Experimental analysis of dominance in haptic collaboration

Recent research focuses on developing robots that are meant to be partners of humans instead of pure machines. This makes enhanced communication necessary. Especially in scenarios embedding physical interaction between the two partners dominance is an urgent matter. To overcome one-sided dominance as in passive following or trajectory replay in favor of intuitive collaboration, human-human collaboration and the involved dominance distribution needs to be addressed. Even though some attempts are reported in literature, to our best knowledge no experimental analysis of dominance distribution in a kinesthetic task reports actual values of dominance. Therefore, the current paper discusses dominance measures appropriate in haptic interaction and investigates the dominance distribution in a tracking-task experiment.
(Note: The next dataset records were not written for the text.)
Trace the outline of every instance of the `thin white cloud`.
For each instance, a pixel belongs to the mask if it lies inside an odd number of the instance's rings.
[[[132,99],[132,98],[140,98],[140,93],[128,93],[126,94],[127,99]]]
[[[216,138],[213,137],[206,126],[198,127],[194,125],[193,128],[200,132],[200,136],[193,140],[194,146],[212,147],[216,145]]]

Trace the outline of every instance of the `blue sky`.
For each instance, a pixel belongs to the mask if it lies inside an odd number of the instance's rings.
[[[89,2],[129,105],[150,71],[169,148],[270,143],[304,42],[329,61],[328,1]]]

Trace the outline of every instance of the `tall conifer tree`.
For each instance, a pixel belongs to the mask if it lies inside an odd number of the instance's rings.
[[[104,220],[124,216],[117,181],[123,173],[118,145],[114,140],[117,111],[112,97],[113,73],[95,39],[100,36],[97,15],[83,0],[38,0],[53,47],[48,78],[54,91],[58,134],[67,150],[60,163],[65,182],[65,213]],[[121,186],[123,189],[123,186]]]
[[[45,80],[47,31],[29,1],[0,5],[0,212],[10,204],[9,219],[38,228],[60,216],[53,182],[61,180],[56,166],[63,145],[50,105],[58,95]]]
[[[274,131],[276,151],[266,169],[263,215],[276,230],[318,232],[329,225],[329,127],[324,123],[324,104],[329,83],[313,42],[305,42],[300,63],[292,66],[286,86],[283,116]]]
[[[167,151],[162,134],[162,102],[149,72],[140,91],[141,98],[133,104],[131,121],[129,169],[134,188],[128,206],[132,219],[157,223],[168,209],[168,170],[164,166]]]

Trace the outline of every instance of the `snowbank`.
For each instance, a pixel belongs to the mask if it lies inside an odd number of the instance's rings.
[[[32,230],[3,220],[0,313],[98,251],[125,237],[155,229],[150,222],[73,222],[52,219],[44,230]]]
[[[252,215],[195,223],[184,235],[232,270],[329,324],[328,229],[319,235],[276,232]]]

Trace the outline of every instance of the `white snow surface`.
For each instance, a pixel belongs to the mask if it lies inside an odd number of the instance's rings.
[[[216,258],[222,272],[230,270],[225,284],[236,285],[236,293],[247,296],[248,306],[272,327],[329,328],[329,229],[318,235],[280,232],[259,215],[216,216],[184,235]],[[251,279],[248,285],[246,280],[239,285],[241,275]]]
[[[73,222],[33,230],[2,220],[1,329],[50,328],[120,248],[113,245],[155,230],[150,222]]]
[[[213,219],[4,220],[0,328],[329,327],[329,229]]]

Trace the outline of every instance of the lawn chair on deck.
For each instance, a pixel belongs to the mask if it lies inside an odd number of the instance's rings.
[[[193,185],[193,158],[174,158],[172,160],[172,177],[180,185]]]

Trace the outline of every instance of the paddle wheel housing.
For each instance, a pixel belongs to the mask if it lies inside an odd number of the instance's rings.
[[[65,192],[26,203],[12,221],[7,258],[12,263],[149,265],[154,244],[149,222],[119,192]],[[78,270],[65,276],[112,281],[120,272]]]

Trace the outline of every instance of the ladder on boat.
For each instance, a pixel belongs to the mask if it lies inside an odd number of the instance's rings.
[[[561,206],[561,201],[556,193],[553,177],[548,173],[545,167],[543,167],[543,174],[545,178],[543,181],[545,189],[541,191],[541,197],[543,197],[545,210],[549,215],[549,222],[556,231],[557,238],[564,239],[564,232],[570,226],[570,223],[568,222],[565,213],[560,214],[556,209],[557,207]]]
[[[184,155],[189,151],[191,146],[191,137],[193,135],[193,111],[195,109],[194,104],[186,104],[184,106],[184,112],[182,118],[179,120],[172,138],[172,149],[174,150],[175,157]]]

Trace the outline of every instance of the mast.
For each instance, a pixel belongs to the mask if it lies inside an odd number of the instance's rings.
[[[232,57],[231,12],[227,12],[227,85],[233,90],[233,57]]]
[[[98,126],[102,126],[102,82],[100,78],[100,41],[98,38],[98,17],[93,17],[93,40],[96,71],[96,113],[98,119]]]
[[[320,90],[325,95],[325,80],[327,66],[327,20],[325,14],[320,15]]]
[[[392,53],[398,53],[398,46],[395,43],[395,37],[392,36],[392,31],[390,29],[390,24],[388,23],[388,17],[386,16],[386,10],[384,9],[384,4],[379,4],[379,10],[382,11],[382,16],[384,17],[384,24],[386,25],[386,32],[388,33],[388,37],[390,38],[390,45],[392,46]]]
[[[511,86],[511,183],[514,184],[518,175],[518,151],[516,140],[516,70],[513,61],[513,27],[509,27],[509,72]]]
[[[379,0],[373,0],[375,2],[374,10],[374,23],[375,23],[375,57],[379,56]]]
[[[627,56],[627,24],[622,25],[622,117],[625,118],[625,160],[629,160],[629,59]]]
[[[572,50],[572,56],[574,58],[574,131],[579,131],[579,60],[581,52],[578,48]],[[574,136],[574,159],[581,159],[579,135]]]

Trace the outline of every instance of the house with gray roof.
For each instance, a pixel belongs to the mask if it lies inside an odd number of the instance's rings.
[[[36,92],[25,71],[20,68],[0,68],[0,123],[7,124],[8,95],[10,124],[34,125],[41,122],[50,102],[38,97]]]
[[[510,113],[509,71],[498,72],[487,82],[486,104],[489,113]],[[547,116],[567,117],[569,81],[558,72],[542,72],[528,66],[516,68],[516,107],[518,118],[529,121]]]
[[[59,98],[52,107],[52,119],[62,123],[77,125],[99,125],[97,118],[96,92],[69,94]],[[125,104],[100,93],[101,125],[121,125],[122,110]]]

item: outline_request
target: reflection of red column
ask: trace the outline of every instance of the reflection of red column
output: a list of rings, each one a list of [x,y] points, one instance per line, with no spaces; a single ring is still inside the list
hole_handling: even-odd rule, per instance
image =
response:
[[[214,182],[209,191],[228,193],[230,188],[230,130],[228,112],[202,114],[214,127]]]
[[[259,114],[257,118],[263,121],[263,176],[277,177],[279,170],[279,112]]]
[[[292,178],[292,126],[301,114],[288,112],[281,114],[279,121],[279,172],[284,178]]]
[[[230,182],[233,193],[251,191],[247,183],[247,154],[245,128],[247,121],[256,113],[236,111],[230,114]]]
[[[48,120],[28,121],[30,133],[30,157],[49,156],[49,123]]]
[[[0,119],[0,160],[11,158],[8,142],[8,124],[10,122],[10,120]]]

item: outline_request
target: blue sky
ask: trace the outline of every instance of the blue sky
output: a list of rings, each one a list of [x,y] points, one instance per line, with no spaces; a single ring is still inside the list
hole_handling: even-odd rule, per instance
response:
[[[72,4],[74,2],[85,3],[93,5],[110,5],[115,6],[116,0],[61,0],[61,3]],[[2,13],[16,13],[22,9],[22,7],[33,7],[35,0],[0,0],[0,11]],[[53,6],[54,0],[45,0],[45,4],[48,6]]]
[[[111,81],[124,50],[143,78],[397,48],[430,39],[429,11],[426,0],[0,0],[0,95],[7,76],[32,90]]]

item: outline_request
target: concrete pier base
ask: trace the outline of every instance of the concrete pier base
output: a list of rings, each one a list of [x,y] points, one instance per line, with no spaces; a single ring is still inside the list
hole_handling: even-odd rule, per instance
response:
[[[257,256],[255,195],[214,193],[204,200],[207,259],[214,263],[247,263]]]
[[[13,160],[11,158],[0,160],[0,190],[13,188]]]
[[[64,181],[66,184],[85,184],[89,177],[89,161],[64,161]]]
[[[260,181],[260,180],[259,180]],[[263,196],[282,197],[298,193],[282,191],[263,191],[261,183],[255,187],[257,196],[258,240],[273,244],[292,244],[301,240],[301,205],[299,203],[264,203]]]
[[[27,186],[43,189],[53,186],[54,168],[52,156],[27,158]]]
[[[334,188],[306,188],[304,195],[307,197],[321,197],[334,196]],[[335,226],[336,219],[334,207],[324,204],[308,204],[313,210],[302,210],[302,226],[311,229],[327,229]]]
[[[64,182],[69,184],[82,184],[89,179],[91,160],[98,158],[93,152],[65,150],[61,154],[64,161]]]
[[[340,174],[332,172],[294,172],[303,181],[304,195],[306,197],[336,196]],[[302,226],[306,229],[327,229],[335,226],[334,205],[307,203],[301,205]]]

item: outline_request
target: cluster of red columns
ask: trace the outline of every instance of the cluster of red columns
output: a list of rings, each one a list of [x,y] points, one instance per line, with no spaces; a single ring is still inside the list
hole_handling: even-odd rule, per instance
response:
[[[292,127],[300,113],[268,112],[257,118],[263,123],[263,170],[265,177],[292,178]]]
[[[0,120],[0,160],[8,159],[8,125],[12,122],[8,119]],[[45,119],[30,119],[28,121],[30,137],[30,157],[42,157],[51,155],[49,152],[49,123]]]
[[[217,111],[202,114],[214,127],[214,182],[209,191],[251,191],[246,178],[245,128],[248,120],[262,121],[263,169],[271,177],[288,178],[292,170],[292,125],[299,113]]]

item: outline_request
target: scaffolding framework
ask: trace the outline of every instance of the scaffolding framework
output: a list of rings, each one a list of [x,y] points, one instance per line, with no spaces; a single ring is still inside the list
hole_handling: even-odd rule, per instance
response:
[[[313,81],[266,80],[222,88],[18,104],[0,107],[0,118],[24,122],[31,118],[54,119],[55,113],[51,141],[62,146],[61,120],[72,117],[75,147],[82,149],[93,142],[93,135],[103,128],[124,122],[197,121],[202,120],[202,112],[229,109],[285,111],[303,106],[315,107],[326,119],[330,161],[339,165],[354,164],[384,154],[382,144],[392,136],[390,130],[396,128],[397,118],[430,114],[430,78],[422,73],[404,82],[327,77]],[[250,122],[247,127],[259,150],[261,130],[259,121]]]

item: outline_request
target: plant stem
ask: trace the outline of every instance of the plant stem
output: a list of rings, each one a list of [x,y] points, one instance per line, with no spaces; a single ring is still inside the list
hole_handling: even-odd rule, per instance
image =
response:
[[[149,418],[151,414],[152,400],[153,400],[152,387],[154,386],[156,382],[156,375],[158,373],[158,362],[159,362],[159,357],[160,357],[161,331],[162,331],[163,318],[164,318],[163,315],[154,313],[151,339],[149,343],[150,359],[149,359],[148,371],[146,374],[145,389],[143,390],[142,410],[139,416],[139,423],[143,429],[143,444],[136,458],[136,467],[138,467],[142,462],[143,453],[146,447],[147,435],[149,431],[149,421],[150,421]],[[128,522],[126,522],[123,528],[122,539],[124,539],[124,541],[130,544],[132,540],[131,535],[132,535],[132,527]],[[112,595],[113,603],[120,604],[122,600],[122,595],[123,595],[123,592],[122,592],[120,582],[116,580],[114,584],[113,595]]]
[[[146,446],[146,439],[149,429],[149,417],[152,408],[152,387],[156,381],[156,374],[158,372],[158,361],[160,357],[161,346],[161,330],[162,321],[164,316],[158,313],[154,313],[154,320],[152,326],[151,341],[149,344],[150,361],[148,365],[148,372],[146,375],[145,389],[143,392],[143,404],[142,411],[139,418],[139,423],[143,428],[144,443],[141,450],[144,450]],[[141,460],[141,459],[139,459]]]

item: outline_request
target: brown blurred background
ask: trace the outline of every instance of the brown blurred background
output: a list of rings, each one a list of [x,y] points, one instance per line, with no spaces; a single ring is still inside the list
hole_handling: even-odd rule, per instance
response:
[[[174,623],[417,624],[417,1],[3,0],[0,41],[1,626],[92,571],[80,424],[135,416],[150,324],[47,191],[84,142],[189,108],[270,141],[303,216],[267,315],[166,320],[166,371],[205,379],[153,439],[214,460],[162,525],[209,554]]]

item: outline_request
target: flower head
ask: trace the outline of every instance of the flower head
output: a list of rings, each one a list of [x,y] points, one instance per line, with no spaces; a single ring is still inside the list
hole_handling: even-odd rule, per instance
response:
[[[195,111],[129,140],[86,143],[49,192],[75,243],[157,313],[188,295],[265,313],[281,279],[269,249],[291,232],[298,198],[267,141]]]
In the analysis we focus on the influence of mutual haptic feedback between the partners on dominance distribution by contrasting this condition to vision-only partner feedback trials. Furthermore, this paper investigates the consistency of dominance behavior across different partners based on methodologies transferred from social psychology. Results show that participants work with a dominance distribution, whereby the feedback condition does not effect this distribution. A high amount of variability in individual dominance behavior can be considered person dependent. Here, feedback has an effect as the dominance behavior is even more stable across partners when mutual haptic feedback is provided.